Curiously, this feature is having a moment, as it is under the spotlight of two exhibitions, running simultaneously in London at SOAS’s Brunei Gallery, and the British Museum. The shows, each curated by pioneers in the field, span three generations of artists from the Islamic world.
At Brunei Gallery, The Future of Traditions, Writing Pictures: Contemporary Art from the Middle East traces a chronology of the subject — co-curated by SOAS’s own Bob Annibale and Rose Issa, the latter having explored the subject since her work at London’s Kufa Gallery in the 1980s. Meanwhile, at the British Museum, Venetia Porter’s Artists Making Books: Poetry to Politics comprises the artists’ books Porter collected for the museum, which she left after more than 30 years last December.
“Lettering was the aesthetic of the Iranians and the Arabs in the late 1950s and ‘60s that changed the direction and the trajectory of the art scene,” says Issa, who co-authored a book on calligraphy titled Signs of Our Times: From Calligraphy to Calligraffiti in 2016.
“After I published Signs of Our Times, I thought everybody would jump to do an exhibition, to remind themselves what an important aesthetic lettering was for the region, for Iranians, Arabs and many other cultures. It’s not just calligraphy. In this show out of 38 artists, only four of them are calligraphers. The rest of them are people who love the morphology of the letter, the shape of it, the aesthetic of it.”
A vast show spread across the Brunei Gallery’s three floors, the exhibition begins with early experiments with Arabic and Persian lettering in the 1950s, by artists such as Nja Mahdaoui from Tunisia, Muhammad Ehsai from Iran, and Maliheh Afnan, from Palestine and Iran. From their explorations on canvas, one can watch the subject unfurl, turned into graphic lettering by Mouneer al-Shaarani, artists’ books by Etel Adnan and even stone sculptures by the Kurdish artist Walid Siti.

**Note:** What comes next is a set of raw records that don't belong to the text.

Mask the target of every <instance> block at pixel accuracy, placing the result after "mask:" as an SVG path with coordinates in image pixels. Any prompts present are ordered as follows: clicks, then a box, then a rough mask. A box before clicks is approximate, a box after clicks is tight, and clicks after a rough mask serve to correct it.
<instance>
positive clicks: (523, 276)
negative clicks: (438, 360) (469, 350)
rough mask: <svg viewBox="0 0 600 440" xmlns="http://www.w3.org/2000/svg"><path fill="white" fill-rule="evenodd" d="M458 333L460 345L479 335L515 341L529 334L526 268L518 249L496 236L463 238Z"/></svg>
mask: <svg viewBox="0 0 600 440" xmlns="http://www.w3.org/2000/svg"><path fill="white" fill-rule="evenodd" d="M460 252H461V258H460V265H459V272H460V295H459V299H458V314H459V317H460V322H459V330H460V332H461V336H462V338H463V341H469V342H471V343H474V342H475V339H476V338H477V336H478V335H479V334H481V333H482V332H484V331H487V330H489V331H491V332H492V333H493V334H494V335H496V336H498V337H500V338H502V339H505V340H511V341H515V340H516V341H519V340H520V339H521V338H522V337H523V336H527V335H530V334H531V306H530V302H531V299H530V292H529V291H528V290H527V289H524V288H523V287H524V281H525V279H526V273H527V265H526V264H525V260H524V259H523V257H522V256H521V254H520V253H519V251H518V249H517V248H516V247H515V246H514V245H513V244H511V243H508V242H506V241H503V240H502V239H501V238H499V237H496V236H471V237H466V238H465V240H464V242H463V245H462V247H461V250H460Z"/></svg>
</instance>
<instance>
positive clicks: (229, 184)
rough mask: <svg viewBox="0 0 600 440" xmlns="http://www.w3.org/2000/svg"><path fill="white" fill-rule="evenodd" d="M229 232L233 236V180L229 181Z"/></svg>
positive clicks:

Yet, while the importance of early Iranian experiments is well-documented, that of the hurufiyya movement in Iraq feels somewhat absent, which is an omission in such a historical survey.
Like much of Issa’s curating, this is a show that revels in beauty, with history and politics not far behind. Fathi Hassan creates colorful, almost folkloric renditions of Arabic letters — which seem to jump and dance in relation to each other, untethered by lines or the need to combine to create meaning. For the Upper Egyptian artist, the dismembered letters reflect on the loss of Arabic under colonialism.
Elsewhere, in comparison to the predominance of the two-dimensional canvas, sculptural forms are particularly striking, such as Said Baalbaki’s twisted “La”, or “no”, made out of bronze and fashioned to look like a leather belt crossed over itself — a double-edged image of constriction.
Reflecting the intimacy of language, other works are inspired by personal events. A series of 45 small bronzes by Susan Hefuna reads “Patience is Beautiful” — a reference, says Issa, to the fact Hefuna, now an internationally renowned artist, only began to achieve success at the age of 45.